Accurate aircraft spacing is essential for safe and efficient operations in busy airspace. Air traffic controllers must continuously manage the sequence of arriving aircraft while ensuring that safe separation is maintained. Predicting how spacing between aircraft will evolve during the arrival phase is therefore a key challenge, especially in complex and dynamic operational environments.

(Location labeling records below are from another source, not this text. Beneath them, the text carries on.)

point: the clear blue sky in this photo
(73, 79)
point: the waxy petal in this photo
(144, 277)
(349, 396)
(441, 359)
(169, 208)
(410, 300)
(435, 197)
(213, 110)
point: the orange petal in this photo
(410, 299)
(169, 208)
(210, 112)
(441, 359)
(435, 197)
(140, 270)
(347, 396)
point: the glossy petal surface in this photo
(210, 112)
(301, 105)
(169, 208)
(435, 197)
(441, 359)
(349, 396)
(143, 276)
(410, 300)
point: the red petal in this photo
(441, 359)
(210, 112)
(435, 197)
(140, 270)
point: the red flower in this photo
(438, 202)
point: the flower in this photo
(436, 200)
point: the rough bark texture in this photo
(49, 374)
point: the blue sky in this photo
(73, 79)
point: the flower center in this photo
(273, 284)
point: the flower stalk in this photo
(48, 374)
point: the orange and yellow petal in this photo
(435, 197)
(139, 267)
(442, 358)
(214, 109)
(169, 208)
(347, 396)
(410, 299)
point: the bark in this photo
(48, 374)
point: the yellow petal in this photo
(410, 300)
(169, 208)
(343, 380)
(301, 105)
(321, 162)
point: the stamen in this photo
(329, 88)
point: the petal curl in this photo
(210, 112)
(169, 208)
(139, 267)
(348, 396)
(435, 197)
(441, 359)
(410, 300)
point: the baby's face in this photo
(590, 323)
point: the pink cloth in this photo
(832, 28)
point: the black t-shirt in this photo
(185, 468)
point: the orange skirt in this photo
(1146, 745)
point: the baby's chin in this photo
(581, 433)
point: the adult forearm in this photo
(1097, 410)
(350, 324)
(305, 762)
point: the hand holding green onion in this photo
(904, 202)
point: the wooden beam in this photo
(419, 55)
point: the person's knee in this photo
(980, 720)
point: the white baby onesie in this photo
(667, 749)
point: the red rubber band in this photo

The ORCI project focuses on developing predictive models capable of estimating the future distance between aircraft earlier in the arrival process. By anticipating how spacing will evolve, these predictions can help support improved sequencing decisions and contribute to more stable arrival flows.

To evaluate these approaches in realistic operational environments, ORCI focuses on two specific case studies. The first one is Barcelona, where arrival operations often involve the use of trombone manoeuvres to manage aircraft sequencing. The second case study is Lisbon, where the Point Merge System is used to organise arrival flows. Both procedures are based on RNAV operations, providing suitable operational contexts to analyse spacing evolution and assess the performance of predictive models.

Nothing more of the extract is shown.